# Update/ Critique weight?



## justsambam08 (Sep 26, 2009)

http://www.horseforum.com/horse-nutrition/ribby-53030/

Early March.......










Today (Mid May)




















Forgive the bad angle in the first one; I'm standing on a hill, and he's standing with his front feet in a hole. However, can you see a difference? In person I can. He definitely has more of a belly, and is wider. This is just with one extra flake a day. I started the Max E Glo today, and I'm also switching him over to senior feed, and cutting it back to 3/4 scoop, which may help with his ulcer/cribbing problem.


----------



## Valentina (Jul 27, 2009)

No - when was the last time an equine dentist looked in his mouth? That can cause him to not digest the food as well cause it's not chewed up enough.

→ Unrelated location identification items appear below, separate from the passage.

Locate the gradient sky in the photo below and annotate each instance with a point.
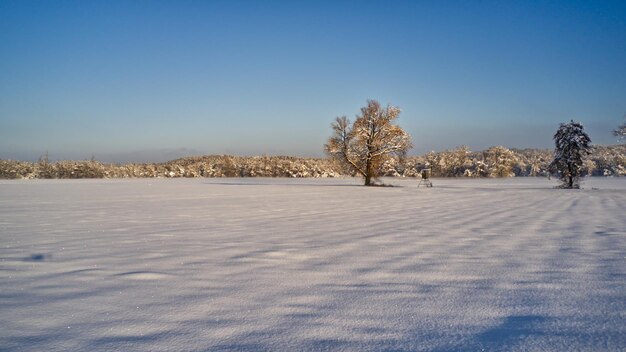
(126, 80)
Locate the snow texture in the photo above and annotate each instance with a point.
(312, 264)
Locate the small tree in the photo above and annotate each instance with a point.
(372, 139)
(572, 143)
(621, 130)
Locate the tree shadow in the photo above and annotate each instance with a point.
(510, 330)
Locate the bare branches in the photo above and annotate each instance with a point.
(370, 141)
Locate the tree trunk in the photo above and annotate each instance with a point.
(571, 178)
(368, 172)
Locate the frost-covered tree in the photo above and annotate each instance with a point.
(500, 161)
(621, 130)
(372, 139)
(571, 145)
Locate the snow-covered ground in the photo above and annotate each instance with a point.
(312, 264)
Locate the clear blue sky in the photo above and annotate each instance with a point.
(143, 79)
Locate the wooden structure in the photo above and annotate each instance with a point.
(425, 178)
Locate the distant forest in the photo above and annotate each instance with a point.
(460, 162)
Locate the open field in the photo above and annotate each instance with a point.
(312, 264)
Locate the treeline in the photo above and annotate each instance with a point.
(459, 162)
(499, 161)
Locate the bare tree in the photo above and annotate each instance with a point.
(371, 140)
(572, 145)
(621, 130)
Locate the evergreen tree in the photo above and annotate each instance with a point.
(572, 143)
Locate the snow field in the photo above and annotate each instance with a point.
(312, 264)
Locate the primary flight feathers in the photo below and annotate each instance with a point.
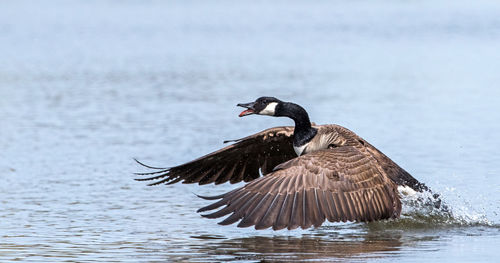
(310, 174)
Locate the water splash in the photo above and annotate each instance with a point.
(427, 210)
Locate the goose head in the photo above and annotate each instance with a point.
(261, 106)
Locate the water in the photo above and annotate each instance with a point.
(85, 86)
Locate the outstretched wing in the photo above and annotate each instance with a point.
(339, 184)
(238, 162)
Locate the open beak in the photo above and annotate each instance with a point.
(250, 108)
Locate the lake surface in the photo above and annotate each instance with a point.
(86, 86)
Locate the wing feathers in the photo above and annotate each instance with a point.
(238, 162)
(334, 185)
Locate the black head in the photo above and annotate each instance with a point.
(262, 106)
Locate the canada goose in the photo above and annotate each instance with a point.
(311, 173)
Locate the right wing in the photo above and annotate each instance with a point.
(238, 162)
(340, 184)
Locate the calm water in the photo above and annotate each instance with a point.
(85, 86)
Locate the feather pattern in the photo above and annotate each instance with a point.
(337, 184)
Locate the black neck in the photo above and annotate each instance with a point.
(303, 132)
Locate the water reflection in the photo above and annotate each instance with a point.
(332, 243)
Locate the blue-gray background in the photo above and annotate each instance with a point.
(85, 86)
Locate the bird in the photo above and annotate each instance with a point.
(296, 176)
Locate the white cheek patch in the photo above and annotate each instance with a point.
(406, 190)
(270, 109)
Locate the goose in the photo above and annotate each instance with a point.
(296, 176)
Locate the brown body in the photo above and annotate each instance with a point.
(338, 177)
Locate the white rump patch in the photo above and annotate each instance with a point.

Worms are another reason for weight loss - but I suggest getting more weight on him before any heavy worming cause he's pretty skinny.

Dr Toots Banner is an Equine dentist (and vet) at the University of Gainesville - so not awfully far from you.


----------



## Jessabel (Mar 19, 2009)

I don't think he looks much different weight-wise. I agree with Valentina- have you had a dentist out to look at him? He doesn't look wormy to me, but I could be mistaken. I would give him free-choice forage if I was you. Rice bran and beet pulp are great for weight gain as well.

His coat looks a lot nicer in the last two pics. =)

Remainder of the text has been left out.